Praktijk blijkt weerbarstiger dan papier
Het kabinet vervolgt de strijd voor goed fatsoen. Den Haag werkt aan een waardencatalogus waarin staat wat goed burgerschap is. „Je bent er niet met het formuleren van een handvol regels.”
Minister Ten Horst (Binnenlandse Zaken) maakte vanochtend bekend dat het kabinet bezig is een ”Handvest verantwoordelijk burgerschap” op te stellen. Iedereen moet actief meedoen met de samenleving. De aanpak richt zich onder andere op respect voor agenten en ambulancepersoneel.Niet alleen het kabinet ziet de noodzaak van goed burgerschap.
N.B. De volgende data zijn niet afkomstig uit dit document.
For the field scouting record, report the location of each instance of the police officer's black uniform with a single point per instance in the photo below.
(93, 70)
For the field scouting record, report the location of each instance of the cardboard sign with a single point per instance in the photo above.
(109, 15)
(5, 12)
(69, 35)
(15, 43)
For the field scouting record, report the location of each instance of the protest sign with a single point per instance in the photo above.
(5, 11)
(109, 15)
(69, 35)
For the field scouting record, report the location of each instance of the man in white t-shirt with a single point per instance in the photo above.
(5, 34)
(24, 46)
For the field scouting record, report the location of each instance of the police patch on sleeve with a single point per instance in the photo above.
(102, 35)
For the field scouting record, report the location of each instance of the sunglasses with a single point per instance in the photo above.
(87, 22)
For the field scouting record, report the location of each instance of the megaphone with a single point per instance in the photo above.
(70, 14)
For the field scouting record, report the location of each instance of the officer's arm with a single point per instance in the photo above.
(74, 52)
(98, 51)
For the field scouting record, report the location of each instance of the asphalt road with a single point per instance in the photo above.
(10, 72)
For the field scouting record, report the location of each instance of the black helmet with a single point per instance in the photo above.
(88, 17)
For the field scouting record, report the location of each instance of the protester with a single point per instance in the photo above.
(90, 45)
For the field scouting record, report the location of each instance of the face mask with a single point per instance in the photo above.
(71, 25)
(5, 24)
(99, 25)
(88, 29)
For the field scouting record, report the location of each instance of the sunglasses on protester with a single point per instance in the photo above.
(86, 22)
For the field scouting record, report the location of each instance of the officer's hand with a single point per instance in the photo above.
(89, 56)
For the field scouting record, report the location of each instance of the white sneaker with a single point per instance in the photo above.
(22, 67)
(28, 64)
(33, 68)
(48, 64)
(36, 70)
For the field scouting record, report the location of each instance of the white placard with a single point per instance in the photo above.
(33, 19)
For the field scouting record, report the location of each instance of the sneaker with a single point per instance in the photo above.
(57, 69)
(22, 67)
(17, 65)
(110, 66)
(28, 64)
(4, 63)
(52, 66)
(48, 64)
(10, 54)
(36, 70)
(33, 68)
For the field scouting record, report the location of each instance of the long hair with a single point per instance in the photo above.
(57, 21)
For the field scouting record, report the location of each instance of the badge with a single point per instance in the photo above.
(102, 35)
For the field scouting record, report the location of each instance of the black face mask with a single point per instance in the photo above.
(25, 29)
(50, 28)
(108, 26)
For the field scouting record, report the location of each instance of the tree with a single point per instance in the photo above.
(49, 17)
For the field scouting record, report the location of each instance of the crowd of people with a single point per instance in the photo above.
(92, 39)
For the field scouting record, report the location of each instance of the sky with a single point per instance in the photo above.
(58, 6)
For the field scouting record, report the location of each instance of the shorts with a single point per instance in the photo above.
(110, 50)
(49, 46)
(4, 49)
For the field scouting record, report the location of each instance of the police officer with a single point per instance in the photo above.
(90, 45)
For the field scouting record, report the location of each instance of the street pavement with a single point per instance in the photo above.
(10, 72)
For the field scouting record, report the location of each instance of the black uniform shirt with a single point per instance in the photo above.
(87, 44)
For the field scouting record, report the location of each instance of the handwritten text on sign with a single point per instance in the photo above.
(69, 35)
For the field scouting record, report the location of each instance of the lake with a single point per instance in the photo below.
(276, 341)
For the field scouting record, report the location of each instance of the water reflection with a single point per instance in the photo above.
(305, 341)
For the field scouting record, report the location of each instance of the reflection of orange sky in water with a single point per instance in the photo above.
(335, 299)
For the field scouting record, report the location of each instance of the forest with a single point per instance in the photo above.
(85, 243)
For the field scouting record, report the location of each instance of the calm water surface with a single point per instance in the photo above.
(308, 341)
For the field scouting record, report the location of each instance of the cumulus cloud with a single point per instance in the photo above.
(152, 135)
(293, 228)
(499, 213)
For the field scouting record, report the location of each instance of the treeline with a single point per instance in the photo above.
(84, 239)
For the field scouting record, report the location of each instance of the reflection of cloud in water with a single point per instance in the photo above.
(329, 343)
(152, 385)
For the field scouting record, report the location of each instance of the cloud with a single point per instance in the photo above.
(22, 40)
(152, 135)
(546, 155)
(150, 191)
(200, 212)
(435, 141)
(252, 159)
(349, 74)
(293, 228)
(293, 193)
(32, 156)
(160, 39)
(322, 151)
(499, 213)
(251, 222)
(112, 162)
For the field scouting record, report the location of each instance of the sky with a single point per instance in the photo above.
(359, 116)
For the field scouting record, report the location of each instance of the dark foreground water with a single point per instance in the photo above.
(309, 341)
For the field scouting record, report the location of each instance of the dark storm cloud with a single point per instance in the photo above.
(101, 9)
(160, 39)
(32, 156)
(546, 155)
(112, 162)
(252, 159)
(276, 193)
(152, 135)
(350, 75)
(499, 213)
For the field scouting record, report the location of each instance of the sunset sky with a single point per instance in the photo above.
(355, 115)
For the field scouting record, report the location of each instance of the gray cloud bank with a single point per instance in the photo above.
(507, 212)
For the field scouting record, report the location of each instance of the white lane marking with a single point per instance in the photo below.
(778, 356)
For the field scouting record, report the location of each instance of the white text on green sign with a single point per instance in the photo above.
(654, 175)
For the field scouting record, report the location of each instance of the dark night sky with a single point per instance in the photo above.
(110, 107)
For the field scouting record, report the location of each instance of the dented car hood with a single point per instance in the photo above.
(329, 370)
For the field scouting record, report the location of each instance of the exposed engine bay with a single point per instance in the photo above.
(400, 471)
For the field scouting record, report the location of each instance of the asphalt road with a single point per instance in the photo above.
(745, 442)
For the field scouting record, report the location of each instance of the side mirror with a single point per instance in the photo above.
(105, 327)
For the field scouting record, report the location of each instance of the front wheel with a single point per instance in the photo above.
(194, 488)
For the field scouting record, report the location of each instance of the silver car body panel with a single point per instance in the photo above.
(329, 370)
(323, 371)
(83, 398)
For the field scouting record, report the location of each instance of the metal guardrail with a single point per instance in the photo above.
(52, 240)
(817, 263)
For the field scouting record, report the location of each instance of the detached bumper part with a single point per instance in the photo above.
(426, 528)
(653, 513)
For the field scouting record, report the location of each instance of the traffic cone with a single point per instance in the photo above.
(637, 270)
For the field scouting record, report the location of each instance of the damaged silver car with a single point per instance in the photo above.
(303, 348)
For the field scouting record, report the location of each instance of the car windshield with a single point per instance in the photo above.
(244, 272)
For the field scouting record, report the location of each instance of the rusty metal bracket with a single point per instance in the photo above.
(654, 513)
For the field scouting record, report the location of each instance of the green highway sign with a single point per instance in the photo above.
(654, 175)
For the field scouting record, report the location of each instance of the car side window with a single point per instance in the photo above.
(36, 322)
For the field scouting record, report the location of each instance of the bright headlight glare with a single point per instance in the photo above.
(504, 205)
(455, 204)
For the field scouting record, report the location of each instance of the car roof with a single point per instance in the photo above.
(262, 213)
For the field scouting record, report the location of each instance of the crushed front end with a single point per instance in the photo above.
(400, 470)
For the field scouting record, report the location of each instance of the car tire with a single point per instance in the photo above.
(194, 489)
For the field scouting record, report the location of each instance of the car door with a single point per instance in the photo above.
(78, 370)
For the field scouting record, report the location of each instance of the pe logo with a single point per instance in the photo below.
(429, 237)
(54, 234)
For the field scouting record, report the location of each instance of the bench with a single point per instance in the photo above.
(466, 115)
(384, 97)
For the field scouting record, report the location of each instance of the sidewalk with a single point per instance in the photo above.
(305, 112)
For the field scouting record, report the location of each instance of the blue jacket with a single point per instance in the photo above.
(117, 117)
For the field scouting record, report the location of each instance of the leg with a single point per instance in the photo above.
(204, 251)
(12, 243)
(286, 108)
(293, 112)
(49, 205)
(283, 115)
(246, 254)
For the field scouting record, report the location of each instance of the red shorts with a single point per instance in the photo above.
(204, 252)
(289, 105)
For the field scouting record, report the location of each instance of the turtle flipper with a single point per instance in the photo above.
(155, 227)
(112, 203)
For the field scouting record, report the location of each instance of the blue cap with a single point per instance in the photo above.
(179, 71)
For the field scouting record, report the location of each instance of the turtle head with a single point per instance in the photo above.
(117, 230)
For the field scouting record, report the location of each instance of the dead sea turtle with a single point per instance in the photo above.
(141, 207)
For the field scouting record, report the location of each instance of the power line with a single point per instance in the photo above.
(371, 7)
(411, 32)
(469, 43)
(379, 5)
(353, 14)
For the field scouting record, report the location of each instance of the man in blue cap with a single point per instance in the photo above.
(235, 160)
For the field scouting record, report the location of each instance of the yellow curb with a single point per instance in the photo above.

Ook op plaatselijk niveau zijn de afgelopen jaren initiatieven gelanceerd. Gouda bijvoorbeeld. De gemeente heeft van juni 2003 tot juni 2004 -samen met de bevolking- Tien Gouden Stadsregels opgesteld om de onveiligheid op straat aan te pakken. Evenals de onverschilligheid. Of de afzijdigheid van burgers.
Een overheid blijkt er niet te zijn met het enkel formuleren van een handvol regels, weet projectleider John van Dijk van Gouda Ontmoet, het vervolgtraject op de Tien Gouden Stadsregels. „De praktijk is weerbarstiger.” Uiteindelijk gaat het om de invoering van de regels in het leven van alledag.
Van Dijk signaleert een behoefte in de samenleving „om de ankers van de maatschappij” vast te stellen. Het grote gevaar is echter dat projecten voor goed gedrag blijven steken in formuleringen. Van Dijk adviseert het kabinet daarom zich niet te zeer te richten op papier, maar op de praktijk. „Niet de inhoud van de regeltjes is het belangrijkste, maar juist het gesprek hierover van burgers met elkaar.”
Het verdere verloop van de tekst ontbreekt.